He said Sister Emmanuelle’s character was “similar to that of . . . Mother Teresa, who had the ability to show how Christian charity can speak to all men.”
Zeina Zarif, the Egyptian coordinator for Association Sister Emmanuelle, said her work there was crucial.
“When she arrived here the zabbaleen were marginalized and no one wanted to look at them, they were people who had no rights,” Zarif told The Associated Press in Cairo. “Her work marked this country.”
French Foreign Minister Bernard Kouchner, co-founder of the humanitarian aid group, Doctors Without Borders, said he would never forget Sister Emmanuelle’s “faith, which could move mountains.”

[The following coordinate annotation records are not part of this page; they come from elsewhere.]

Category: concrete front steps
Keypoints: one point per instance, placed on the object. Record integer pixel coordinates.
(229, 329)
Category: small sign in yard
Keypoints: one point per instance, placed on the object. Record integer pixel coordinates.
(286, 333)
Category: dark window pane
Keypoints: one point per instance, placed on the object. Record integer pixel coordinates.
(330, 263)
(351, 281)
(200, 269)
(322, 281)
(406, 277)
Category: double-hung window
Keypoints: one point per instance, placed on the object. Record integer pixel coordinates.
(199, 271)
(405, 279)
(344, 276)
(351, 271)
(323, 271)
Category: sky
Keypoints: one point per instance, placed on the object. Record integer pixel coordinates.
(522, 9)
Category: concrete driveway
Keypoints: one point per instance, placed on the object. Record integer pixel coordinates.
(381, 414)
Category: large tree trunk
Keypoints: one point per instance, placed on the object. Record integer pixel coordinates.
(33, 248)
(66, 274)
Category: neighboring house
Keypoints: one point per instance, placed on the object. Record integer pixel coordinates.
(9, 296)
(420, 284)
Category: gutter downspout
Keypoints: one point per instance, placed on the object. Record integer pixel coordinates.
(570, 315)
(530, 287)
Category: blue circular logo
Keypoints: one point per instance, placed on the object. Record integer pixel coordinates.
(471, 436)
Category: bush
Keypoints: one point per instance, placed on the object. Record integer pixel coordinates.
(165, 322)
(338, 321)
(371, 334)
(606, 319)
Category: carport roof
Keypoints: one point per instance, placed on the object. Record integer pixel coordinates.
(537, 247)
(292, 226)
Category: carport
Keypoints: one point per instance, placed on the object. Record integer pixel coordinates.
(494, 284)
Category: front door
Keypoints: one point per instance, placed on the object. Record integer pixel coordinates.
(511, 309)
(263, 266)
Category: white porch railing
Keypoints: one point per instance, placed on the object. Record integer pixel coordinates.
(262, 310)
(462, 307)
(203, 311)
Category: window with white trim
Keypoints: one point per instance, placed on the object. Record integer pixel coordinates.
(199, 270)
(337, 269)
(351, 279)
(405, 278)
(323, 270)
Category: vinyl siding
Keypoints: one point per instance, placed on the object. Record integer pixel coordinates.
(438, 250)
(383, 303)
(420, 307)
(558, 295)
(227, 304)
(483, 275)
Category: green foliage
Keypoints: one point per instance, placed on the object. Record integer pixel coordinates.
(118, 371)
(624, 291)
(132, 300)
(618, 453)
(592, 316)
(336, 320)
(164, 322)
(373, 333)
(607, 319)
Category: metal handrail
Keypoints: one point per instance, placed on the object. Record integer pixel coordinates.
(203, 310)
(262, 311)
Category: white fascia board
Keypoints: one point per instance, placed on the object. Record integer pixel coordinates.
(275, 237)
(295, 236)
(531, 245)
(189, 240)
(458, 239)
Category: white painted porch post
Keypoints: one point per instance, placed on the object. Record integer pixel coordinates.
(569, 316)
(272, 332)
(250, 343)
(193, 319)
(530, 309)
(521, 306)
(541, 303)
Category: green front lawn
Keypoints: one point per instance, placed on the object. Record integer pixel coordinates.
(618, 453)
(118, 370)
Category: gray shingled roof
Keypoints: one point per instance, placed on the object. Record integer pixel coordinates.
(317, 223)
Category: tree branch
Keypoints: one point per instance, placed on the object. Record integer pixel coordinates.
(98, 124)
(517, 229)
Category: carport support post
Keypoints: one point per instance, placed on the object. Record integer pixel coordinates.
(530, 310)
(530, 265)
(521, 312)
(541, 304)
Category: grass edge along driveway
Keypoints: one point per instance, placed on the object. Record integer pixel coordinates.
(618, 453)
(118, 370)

“I will always remember the joy of working by her side, and will always keep that life-force which she infused in me,” Kouchner said in a statement.
She was born Marie-Madeleine Cinquin in Brussels, Belgium on Nov. 16, 1908. By the age of twelve, she knew she wanted to be a nun and was greatly inspired by Blessed Father Damien who gave his life in service to the lepers of Hawaii. She joined the Order of Our Lady of Sion and made her vows in 1923, taking the name of Emmanuelle. For a time, she taught wealthy children in convent schools in Turkey and Tunisia but felt called to serve less fortunate children. A Pope’s representative heard of Sister Emmanuelle’s wishes and suggested she help the thousands of refuse collectors known as the ‘zabaleen’ in Egypt.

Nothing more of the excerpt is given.